In general the changes can be characterized as a general cleanup,
especially to the documentation. The new versions don't affect old
documents, except when the existing behavior was seriously incorrect.
(And except for the fact that TeX will often run a bit faster now.)

To do this revision I waded through more than 600K bytes of text files,
not counting the binary .pdf and .png files that were also submitted.
Barbara Beeton faithfully compiled all of this material during the
years 2003--2007, and organized it so that my task wasn't hopeless.
She had many volunteers helping to separate wheat from chaff; needless
to say, I'm extremely grateful for all of this assistance.

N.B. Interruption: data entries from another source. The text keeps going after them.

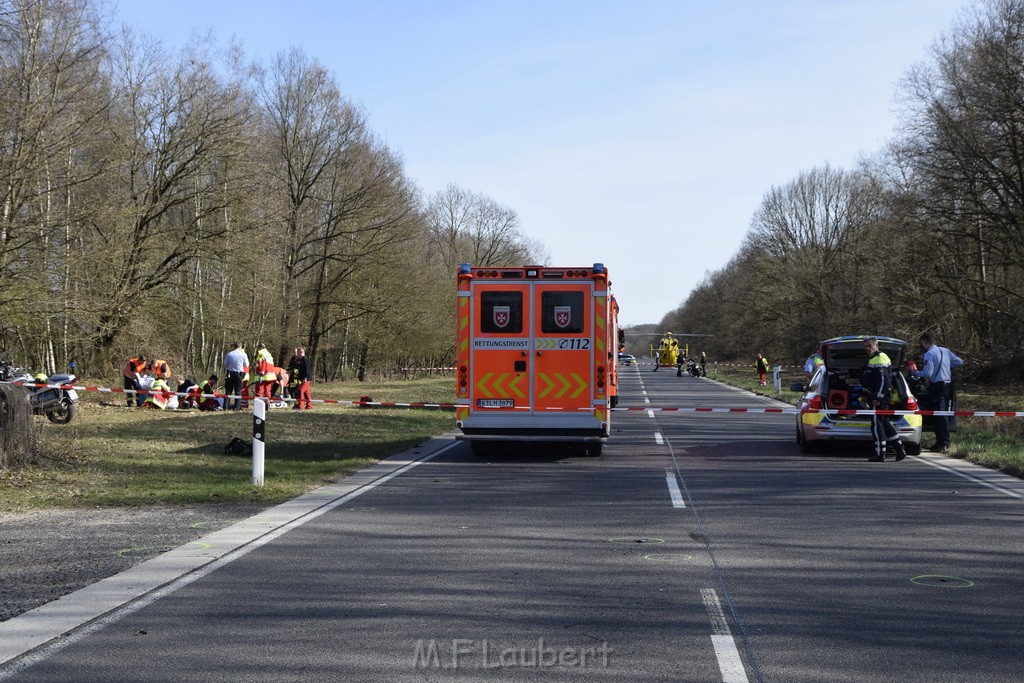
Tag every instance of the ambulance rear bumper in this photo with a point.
(546, 435)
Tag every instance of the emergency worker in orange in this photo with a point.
(264, 371)
(133, 377)
(302, 375)
(281, 386)
(160, 370)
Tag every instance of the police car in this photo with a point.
(837, 385)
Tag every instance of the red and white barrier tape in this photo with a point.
(379, 403)
(662, 409)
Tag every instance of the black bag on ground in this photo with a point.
(239, 446)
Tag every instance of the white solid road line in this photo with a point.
(674, 493)
(76, 615)
(729, 662)
(957, 465)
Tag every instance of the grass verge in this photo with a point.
(114, 456)
(992, 442)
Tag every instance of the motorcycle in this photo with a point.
(56, 403)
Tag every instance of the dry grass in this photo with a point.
(111, 455)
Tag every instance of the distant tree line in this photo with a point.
(926, 235)
(172, 202)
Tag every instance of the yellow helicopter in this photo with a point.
(668, 351)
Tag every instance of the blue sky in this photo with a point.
(642, 135)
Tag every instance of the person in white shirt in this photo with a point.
(938, 363)
(237, 365)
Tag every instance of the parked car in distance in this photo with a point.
(837, 385)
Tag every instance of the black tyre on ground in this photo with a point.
(62, 415)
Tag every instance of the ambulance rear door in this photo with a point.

The total number of independent topics about which I had to make
a decision, after they had come come through the filtering process,
was approximately 335. Some of these needed several days of thought
and careful study; some of them needed only a few seconds. More than
a hundred of them were nontrivial, and I did my best.

So now I send best wishes to the whole TeX community, as I leave for
vacation to the land of TAOCP --- until 31 December 2013. Au revoir!